Hari’s rise had defining moments that still sit near the top of any career recap. In 2005, he was knocked out by Stefan Leko with a spinning back kick, then beat Leko later that year with a spinning high kick in the rematch. In 2007, he stopped Yusuke Fujimoto in 56 seconds to win the K-1 heavyweight division title.

That is why the recent downturn always felt bigger than a simple losing streak. His GLORY match against Rico Verhoeven in December 2016 ended in a second-round TKO after an arm injury, in a fight that had been billed as one of the sport’s biggest matchups. The years after that brought more setbacks, including long layoffs, more defeats, and a growing sense that the old Badr Hari danger was showing up in flashes rather than full fights.

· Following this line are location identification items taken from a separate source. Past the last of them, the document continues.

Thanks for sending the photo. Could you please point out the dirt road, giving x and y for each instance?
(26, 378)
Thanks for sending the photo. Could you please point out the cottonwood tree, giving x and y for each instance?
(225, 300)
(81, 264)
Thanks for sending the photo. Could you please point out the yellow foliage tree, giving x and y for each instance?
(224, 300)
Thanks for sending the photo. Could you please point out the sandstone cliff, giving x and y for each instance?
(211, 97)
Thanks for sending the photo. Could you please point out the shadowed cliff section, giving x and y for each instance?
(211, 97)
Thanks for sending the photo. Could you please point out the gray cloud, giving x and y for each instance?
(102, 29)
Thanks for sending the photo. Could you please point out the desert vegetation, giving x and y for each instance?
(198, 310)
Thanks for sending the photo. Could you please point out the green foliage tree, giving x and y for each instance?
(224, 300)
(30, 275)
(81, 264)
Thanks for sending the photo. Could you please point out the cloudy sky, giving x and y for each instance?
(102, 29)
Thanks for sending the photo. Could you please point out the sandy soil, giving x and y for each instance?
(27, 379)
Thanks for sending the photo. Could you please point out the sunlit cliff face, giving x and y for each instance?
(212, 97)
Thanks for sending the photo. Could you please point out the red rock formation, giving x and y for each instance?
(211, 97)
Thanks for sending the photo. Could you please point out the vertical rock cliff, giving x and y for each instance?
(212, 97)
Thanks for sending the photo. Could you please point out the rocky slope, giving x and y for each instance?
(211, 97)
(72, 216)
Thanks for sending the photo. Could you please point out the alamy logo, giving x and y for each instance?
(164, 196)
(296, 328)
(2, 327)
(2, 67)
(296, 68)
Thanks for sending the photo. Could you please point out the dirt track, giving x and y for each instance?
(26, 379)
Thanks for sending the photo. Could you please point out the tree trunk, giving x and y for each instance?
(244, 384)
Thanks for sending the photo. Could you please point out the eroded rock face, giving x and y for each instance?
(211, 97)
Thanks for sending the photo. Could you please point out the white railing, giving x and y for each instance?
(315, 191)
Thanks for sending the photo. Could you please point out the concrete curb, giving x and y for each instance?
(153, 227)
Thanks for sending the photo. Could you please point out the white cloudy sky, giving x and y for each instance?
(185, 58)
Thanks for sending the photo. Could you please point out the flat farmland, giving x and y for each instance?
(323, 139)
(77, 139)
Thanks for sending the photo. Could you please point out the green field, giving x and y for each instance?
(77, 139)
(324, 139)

The tension in Hari’s quote is that it points to something harder to repair than timing or conditioning. Fighters can adjust tactics, rebuild after injury, or change camps, but the willingness to go forward without hesitation is tied to identity. When Hari says the “hard edge” was gone, he is describing the part of his game that made him feared in the first place.

With losses to Rico Verhoeven, Arkadiusz Wrzosek, Benjamin Adegbuyi, Alistair Overeem, and Uku Jürjendal often focused on injuries, age, and decline, but Hari’s own explanation suggests the problem felt deeper than any one physical issue. His loss to Verhoeven came after the arm injury, he later went through more inactivity and setbacks, and by October 2022 he was openly considering stopping after the loss to Overeem.
The last phase of his career has therefore looked like a mismatch between aura and outcome. Fans still saw the long walkouts, the name value, and the threat of a sudden finish, yet the results did not follow in the way they once did. Hari’s quote closes some of that gap, because it frames the decline as an internal change in aggression rather than a mystery that outsiders had to guess at.
Whether this becomes the defining explanation for his final stretch, it already feels like the clearest one. Badr Hari’s career was built on force, menace, and a willingness to meet opponents head-on. By his own account, the losses started to pile up when that instinct faded, and in a sport like kickboxing, that is the kind of change no resume can fully cover.